I wasn't surprised to hear that she is BRCA positive. I am glad she took action. The footnote I have to this link is that just because the surgery removes all the cancer doesn't mean you don't need treatment. Being cancer free is very subjective!

http://news.yahoo.com/s/ap/20080819/ap_on_en_tv/people_christina_applegate_6

Saturday, August 16, 2008

Catching my breath and updates

This is the first weekend in months that I don't have packed with events and chores. I still have plenty of chores and yard work to do but there isn't the same level of pressure this weekend. Being so busy has caused me to be MIA for bit but I am still here with plenty of thoughts, opinions and experiences.

First off, I have always like John Edwards, but last week I lost respect for him. Cheating is bad enough but doing it while your spouse is fighting for her life is an even bigger slap in the face. And then there are those out there defending him, saying he is just a man etc. Well the reality is he is still a married man and needs to honor his commitment or get out altogether. Obviously this strikes a nerve with me. I am impressed that Elizabeth "forgave him".

I meet with the plastic surgeon yesterday. We will wait about 3 months before trying to rebuild the side that didn't completely take. He will also perform other revisions at the time so that means one more surgery. BLAH!!!! Hopefully my new saying will be "Eight is Enough!".

I have decided to change up my meds a bit to try to help control the hot flashes. So far it seems to be helping but the new meds made me pretty sick the first few days.

Finally, and most importantly, my grandma had surgery again yesterday. She is a 3 year breast cancer survivor.

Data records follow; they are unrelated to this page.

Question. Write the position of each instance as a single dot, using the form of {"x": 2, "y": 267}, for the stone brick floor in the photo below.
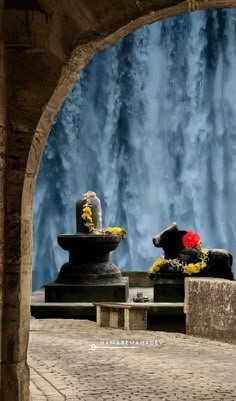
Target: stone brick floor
{"x": 65, "y": 365}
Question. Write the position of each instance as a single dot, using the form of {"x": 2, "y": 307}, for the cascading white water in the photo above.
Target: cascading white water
{"x": 150, "y": 125}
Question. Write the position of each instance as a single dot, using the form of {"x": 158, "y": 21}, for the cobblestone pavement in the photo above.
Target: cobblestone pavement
{"x": 163, "y": 366}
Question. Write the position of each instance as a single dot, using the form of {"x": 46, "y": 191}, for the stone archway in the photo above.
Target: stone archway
{"x": 45, "y": 45}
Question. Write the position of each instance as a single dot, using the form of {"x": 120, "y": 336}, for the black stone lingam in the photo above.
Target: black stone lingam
{"x": 89, "y": 276}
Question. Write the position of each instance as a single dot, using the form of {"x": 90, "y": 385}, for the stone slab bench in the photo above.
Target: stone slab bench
{"x": 121, "y": 315}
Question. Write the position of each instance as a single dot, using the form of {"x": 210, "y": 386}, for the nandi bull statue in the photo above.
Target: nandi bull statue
{"x": 184, "y": 253}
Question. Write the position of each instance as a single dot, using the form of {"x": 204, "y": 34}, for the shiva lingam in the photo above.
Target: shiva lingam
{"x": 140, "y": 297}
{"x": 89, "y": 275}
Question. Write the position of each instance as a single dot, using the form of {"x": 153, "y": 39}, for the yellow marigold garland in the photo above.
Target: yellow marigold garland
{"x": 188, "y": 269}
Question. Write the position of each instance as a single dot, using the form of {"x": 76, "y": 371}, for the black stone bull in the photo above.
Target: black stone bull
{"x": 219, "y": 263}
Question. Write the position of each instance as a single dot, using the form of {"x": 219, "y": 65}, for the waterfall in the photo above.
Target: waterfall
{"x": 150, "y": 125}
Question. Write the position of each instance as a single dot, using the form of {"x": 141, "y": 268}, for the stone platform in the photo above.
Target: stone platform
{"x": 75, "y": 360}
{"x": 59, "y": 292}
{"x": 161, "y": 316}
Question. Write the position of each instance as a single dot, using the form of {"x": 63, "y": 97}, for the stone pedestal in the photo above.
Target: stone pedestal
{"x": 169, "y": 289}
{"x": 89, "y": 276}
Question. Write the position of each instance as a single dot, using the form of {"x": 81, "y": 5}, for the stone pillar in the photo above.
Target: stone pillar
{"x": 28, "y": 63}
{"x": 3, "y": 113}
{"x": 210, "y": 308}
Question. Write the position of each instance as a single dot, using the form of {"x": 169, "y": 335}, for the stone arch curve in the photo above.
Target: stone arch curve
{"x": 48, "y": 46}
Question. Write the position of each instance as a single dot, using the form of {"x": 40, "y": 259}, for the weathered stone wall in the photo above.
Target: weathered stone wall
{"x": 43, "y": 46}
{"x": 3, "y": 109}
{"x": 210, "y": 308}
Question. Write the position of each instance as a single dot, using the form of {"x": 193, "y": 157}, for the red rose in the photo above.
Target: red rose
{"x": 190, "y": 239}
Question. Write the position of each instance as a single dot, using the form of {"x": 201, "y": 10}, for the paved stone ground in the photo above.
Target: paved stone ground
{"x": 164, "y": 366}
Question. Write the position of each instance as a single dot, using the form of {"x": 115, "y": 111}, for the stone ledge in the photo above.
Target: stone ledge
{"x": 210, "y": 308}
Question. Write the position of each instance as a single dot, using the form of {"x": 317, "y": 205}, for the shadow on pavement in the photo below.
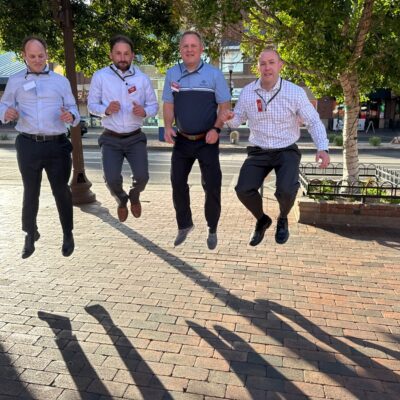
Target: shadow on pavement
{"x": 10, "y": 386}
{"x": 145, "y": 379}
{"x": 87, "y": 382}
{"x": 271, "y": 317}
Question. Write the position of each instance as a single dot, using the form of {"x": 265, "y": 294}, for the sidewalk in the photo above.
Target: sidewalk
{"x": 128, "y": 316}
{"x": 89, "y": 140}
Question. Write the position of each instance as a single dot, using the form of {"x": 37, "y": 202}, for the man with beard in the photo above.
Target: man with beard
{"x": 123, "y": 96}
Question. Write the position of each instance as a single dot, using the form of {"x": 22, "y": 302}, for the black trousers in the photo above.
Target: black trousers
{"x": 55, "y": 158}
{"x": 259, "y": 163}
{"x": 114, "y": 151}
{"x": 184, "y": 154}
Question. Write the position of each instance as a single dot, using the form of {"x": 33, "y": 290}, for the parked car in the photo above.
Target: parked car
{"x": 84, "y": 127}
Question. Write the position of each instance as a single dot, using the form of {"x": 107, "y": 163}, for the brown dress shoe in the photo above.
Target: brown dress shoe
{"x": 136, "y": 209}
{"x": 122, "y": 212}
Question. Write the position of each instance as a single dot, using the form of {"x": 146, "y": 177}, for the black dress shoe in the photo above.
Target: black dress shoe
{"x": 29, "y": 246}
{"x": 282, "y": 231}
{"x": 261, "y": 226}
{"x": 68, "y": 244}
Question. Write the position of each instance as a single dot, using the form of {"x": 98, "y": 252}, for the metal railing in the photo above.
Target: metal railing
{"x": 378, "y": 183}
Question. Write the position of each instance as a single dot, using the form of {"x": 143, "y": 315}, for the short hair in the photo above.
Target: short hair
{"x": 270, "y": 48}
{"x": 197, "y": 34}
{"x": 120, "y": 39}
{"x": 33, "y": 37}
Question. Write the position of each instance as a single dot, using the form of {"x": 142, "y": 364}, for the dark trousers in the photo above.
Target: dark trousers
{"x": 55, "y": 158}
{"x": 257, "y": 166}
{"x": 184, "y": 154}
{"x": 114, "y": 150}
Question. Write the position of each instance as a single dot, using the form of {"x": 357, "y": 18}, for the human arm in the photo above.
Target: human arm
{"x": 212, "y": 135}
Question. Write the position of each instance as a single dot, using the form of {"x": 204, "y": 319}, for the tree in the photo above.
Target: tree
{"x": 149, "y": 23}
{"x": 341, "y": 48}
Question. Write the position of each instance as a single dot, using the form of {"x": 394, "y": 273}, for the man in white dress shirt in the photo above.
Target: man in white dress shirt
{"x": 273, "y": 107}
{"x": 42, "y": 103}
{"x": 123, "y": 96}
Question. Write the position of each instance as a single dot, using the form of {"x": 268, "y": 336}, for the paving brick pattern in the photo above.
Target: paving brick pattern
{"x": 128, "y": 316}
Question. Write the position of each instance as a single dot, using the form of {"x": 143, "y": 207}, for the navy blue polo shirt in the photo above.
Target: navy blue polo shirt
{"x": 195, "y": 96}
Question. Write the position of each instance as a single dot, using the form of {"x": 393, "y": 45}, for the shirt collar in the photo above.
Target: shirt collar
{"x": 257, "y": 86}
{"x": 197, "y": 69}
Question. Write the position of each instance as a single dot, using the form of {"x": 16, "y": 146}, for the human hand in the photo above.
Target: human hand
{"x": 322, "y": 157}
{"x": 138, "y": 110}
{"x": 11, "y": 114}
{"x": 212, "y": 136}
{"x": 169, "y": 135}
{"x": 66, "y": 116}
{"x": 226, "y": 115}
{"x": 113, "y": 107}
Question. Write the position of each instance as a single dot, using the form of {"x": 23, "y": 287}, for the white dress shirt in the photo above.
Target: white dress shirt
{"x": 273, "y": 116}
{"x": 110, "y": 84}
{"x": 39, "y": 98}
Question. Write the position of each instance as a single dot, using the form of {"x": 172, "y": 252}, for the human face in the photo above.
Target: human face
{"x": 191, "y": 49}
{"x": 122, "y": 55}
{"x": 35, "y": 56}
{"x": 269, "y": 66}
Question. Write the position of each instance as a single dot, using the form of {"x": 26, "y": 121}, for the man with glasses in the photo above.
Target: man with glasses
{"x": 123, "y": 96}
{"x": 194, "y": 92}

She was diagnosed at 93 and opted for only a lumpectomy. Chemo and radiation would have wiped her out. Well it appears the cancer is back. They removed another lump yesterday and we are waiting for the test results. The doctor is pretty sure it is cancer based the appearance of the lump. Once again she will not undergo any additional treatment. Her doctor wants her to take Tamoxifen but I don't think she could tolerate the side effects. I am struggling with the side effects of it and I can't imagine her 98 year old body dealing with hot flashes, aches, weight gain, etc. She is a fighter though and we will just take it one day at a time.

Thursday, August 7, 2008

Swimming

I finally was able to swim with my family at my cousin's family swim night. I haven't been able to since this time last year. It does feel a bit strange to do the breast stroke but it felt great to be able to do some laps etc. Not to mention the joy of playing with my kids and my hubby. We raced, had water fights, threw each other around etc. It was a great summer evening.

Sunday, August 3, 2008

Football is back!

I know this is way off topic of my normal posts but I am getting so excited for the upcoming football season. BSU's first game is at the end of the month and NFL Sunday night football is on tonight. I have to swallow my BSU pride and say that Colt Brennan is doing a stellar job with the Washington Redskins! I can't wait to draft our fantasy team - might have to swallow the pride again and try to draft Colt!!! GO BIG BLUE!!!! And GO JAGUARS!!!!

Saturday, August 2, 2008

The Last Lecture

http://abcnews.go.com/GMA/LastLecture/

Randy Pausch passed away a week or so ago. He was an amazing man who wouldn't let cancer define who he was or impact his love of life! His teachings will live on in The Last Lecture. I encourage you to watch at least parts of it, if not all of it, or read the book. He will inspire you! Randy will be missed by so many.